Free school milk was provided from 1937 to 1979.
1939
Instant Coffee
Instant coffee was first sold in England. This changed our coffee drinking habits. Coffee essence, for example, Camp, which had been sold since the 1850s was now used for cooking, and instant coffee was hereafter drunk in vast quantities by the British.
1940
Rationing
Rationing was introduced in January 1940 and was gradually extended during the war. Food was the main item. A council was set up to work out how much nutrition different people needed. Children and pregnant mothers received more. The foods that were rationed were meat, fats, cheese, butter, milk, eggs and sweets. Bread, potatoes and vegetables were never rationed. Rationing led to an improvement in people's health as they could not eat fatty foods and had to eat more vegetables, potatoes and bread. Fish and chips was one of the few meals not to be rationed during WWII. The forces ate them for energy, and fish and chip vans were laid on to take meals out to the evacuees.
1942
National Loaf
The National Loaf was introduced. It was roughly the same composition as the brown bread of today. This was due to a shortage of shipping space for white flour.
1946
Food Cuts
Ben Smith, Minister for Food, announced cuts in bacon, poultry, egg rations and withdrew completely the availability of dried eggs. There was a massive outcry.
1947
Winter of Discontent
Rations were lower than they had ever been during the war. The 1946/47 winter months were labelled ‘The Winter of Discontent’.
1947
Self Service
Jack Cohen launched Tesco self-service stores, which revolutionised shopping in the UK. Another 20 new Tesco stores were opened in 1950. Business continued to grow and by the end of the 1990s supermarkets were so large that they were usually sited on purpose-built retail parks.
1954
Rationing Ends
Rationing ended. With some foods rationing had already finished, for example, sugar rationing ended in 1949.
1974 - 1979
Subsidised Foods
Under the Control of Inflation Act 1973 - wages and prices of most goods were subject to governmental control. In order to keep prices down the government subsidised staple foods - including bread. The price of a large white sliced loaf in 1974 was 14.5 pence.
1988
Salmonella
Edwina Currie claimed that most of Britain's eggs were infected with salmonella. Sales of eggs fell at the time by 10 per cent to 27 million a day. 5,000 small producers went bust.
1996
Online Shopping

Tesco became the first supermarket to offer shopping online.
2000
Fishing
The European Commission proposed massive cuts of up to 74 per cent in Britain’s fish catches - 74 per cent cut in hake catches allowed in the North Sea, a 56 per cent cut in cod and a 35 per cent cut in whiting.
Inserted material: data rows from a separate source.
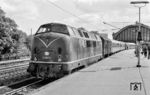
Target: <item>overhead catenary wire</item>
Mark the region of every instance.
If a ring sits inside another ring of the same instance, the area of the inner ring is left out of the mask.
[[[49,0],[46,0],[46,1],[47,1],[48,3],[50,3],[50,4],[52,4],[53,6],[57,7],[58,9],[62,10],[63,12],[65,12],[65,13],[67,13],[67,14],[69,14],[69,15],[72,15],[72,16],[74,16],[74,17],[78,18],[79,20],[81,20],[81,21],[83,21],[83,22],[87,23],[87,21],[86,21],[86,20],[81,19],[79,16],[77,16],[77,15],[75,15],[75,14],[71,13],[71,12],[70,12],[70,11],[68,11],[68,10],[63,9],[62,7],[58,6],[58,5],[57,5],[57,4],[55,4],[54,2],[49,1]],[[89,24],[90,24],[90,23],[89,23]],[[95,26],[95,25],[93,25],[93,24],[90,24],[90,25]]]

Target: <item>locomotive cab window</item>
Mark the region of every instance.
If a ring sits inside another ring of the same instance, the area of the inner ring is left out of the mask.
[[[49,32],[56,32],[56,33],[62,33],[62,34],[69,35],[67,26],[66,25],[61,25],[61,24],[45,24],[45,25],[42,25],[38,29],[36,34],[49,33]]]

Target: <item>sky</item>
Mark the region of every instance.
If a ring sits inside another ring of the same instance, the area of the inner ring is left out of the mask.
[[[108,33],[112,38],[117,28],[138,21],[138,8],[131,1],[135,0],[0,0],[0,7],[28,35],[42,24],[58,22]],[[150,4],[141,9],[141,22],[150,26]]]

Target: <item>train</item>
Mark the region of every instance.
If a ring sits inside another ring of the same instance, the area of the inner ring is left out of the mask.
[[[36,78],[58,78],[129,47],[99,33],[47,23],[34,35],[27,72]]]

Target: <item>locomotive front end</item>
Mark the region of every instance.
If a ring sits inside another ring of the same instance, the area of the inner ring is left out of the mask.
[[[37,78],[59,77],[63,75],[69,60],[67,35],[63,25],[41,26],[34,36],[31,62],[28,72]]]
The crisis was partly due to overfishing but also to the fact that cod were at the bottom of their seven-year cycle and that the North Sea is becoming warmer.
2001
Metric Martyr
Greengrocer Steve Thoburn was prosecuted for selling his fruit and veg in pounds and ounces and refusing to use kilos. He went against the European directive which came into force on 1st January 2000 requiring shopkeepers to weigh loose goods on metric scales.